There’s never a dull moment in this market…
I mean, just as a euro-style currency crisis was averted following the Scottish independence NO result…
…Tesco (LSE: TSCO) then owns up to accounting irregularities of £250m and effectively issues its third profit warning since July.
If you own Tesco shares and are sitting on a thumping loss, don’t worry too much – at least you’re in good company.
Ace stock-picking billionaire Warren Buffett first bought into the supermarket way back in 2006 at about 333p – and eight years later with the price at 195p he’s down 40% before dividends.
Yep, even the greatest investor alive makes mistakes. He spent more than £1 BILLION on Tesco shares and I reckon his paper losses currently run to about £439m. It’s fair to say he’s having a bit of a nightmare with this investment.
Woodford said it was “undoubtedly a cheap asset” at 320p, but he still sold anyway
Not surprisingly, the pundits have been laying the boot into Tesco.
For instance, Marc Kimsey, a senior trader at Accendo Markets, read the statement, evaluated the situation and sent me a simple e-mail to declare:
“Tesco is no longer a viable investment.”
Meanwhile, an ordinary Fool quickly visited our discussion boards to reveal his thoughts:
“That tops it for me. In 10 minutes I’ll be an ex TSCO shareholder.”

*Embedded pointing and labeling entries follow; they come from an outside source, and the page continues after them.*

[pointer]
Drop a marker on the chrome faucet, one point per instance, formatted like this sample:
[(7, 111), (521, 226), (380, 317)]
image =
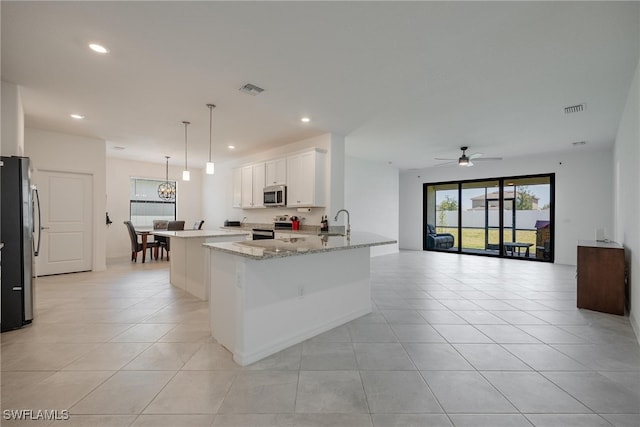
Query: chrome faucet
[(348, 221)]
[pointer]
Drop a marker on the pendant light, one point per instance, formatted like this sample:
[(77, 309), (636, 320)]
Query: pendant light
[(167, 190), (186, 176), (210, 166)]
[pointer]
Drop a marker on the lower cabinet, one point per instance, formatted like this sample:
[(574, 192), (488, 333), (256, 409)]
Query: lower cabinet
[(601, 277)]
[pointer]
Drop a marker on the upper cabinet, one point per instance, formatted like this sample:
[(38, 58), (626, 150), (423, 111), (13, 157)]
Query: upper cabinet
[(276, 172), (303, 173), (306, 179), (252, 185), (237, 187)]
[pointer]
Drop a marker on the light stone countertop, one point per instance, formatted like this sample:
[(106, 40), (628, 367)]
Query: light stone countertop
[(303, 245), (186, 234)]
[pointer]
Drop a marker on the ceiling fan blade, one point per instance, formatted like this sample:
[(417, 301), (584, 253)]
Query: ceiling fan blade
[(485, 159), (446, 163)]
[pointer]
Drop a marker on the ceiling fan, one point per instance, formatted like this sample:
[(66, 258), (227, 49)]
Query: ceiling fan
[(465, 160)]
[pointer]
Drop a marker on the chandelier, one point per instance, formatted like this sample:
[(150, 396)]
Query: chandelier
[(167, 190)]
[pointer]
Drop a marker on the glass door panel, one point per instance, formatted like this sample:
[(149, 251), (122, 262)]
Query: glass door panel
[(441, 229), (530, 217), (508, 217), (480, 219)]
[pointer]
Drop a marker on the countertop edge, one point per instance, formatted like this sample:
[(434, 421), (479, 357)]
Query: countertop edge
[(285, 254)]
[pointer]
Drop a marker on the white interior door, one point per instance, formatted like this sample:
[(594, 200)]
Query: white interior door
[(67, 221)]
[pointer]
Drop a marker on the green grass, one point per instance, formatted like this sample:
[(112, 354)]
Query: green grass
[(473, 238)]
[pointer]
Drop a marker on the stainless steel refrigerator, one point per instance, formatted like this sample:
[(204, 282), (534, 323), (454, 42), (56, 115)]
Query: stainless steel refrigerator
[(18, 206)]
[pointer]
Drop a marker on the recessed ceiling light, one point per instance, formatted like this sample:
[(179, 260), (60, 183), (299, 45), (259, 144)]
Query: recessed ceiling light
[(98, 48)]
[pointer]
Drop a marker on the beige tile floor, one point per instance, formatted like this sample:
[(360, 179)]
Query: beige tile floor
[(452, 341)]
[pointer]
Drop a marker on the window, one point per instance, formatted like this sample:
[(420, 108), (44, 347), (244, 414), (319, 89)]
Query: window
[(145, 205), (506, 217)]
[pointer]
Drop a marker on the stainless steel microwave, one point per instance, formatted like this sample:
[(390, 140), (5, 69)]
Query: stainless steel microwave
[(275, 195)]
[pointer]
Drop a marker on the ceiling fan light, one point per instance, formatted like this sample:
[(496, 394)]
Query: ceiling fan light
[(210, 168)]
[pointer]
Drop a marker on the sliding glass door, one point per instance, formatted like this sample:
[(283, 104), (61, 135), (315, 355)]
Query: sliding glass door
[(480, 231), (506, 217), (441, 226)]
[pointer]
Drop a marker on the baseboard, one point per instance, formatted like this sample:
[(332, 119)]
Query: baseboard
[(244, 359)]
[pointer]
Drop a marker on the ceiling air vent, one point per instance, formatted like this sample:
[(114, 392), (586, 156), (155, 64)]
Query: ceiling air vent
[(575, 108), (251, 89)]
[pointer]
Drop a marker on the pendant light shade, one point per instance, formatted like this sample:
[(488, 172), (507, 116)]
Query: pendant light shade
[(186, 176), (167, 190), (210, 169)]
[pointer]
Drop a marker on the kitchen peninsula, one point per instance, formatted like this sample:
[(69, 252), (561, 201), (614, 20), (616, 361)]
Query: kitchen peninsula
[(267, 295), (188, 262)]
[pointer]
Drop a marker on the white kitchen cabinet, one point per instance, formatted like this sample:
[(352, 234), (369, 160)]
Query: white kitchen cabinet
[(276, 172), (236, 180), (252, 183), (306, 179)]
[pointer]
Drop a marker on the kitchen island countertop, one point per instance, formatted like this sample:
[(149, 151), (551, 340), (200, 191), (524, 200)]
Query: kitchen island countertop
[(303, 245)]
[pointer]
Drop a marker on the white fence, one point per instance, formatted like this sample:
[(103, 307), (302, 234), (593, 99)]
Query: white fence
[(525, 219)]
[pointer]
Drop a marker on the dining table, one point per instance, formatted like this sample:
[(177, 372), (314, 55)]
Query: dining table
[(513, 247)]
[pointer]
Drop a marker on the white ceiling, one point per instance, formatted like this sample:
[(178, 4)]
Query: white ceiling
[(403, 81)]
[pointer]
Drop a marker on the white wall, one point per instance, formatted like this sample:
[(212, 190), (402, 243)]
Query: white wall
[(120, 171), (217, 189), (583, 197), (12, 121), (627, 191), (371, 196), (60, 152)]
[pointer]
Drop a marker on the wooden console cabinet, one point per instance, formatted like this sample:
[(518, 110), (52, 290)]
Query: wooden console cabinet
[(601, 276)]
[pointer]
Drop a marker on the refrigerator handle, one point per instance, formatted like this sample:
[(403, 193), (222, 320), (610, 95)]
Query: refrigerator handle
[(35, 192)]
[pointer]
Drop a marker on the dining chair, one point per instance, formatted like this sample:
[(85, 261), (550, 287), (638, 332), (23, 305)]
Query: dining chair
[(137, 246), (172, 226), (160, 224)]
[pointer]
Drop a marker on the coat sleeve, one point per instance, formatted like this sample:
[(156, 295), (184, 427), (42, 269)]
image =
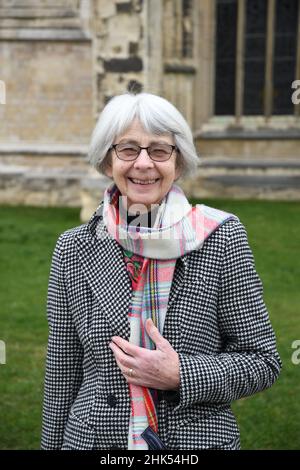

It’s not hard to see why the City is bearish and shareholders want out. The news at Tesco has been grim since that infamous profit alert of January 2012, when the supermarket warned of disappointing Christmas sales and saw its shares drop from 400p to 320p.
Selling out back then was Neil Woodford.
At the time, many thought the income guru had lost it.
After all, Tesco had decades of profit and dividend growth behind it, while the warning looked like a blip. Even Woodford admitted a few months later Tesco was “undoubtedly a cheap asset and I am always loath to sell at depressed valuations”…
However, he also claimed: “But I am confronted with other investment opportunities which are as cheap but which do not, in my opinion, face the same level of risk.”
I bet Buffett wished he sold at 320p. I bet many of you wish you had, too.
There is a massive chance of immense psychological suffering here
Successful selling is the hardest part of investing.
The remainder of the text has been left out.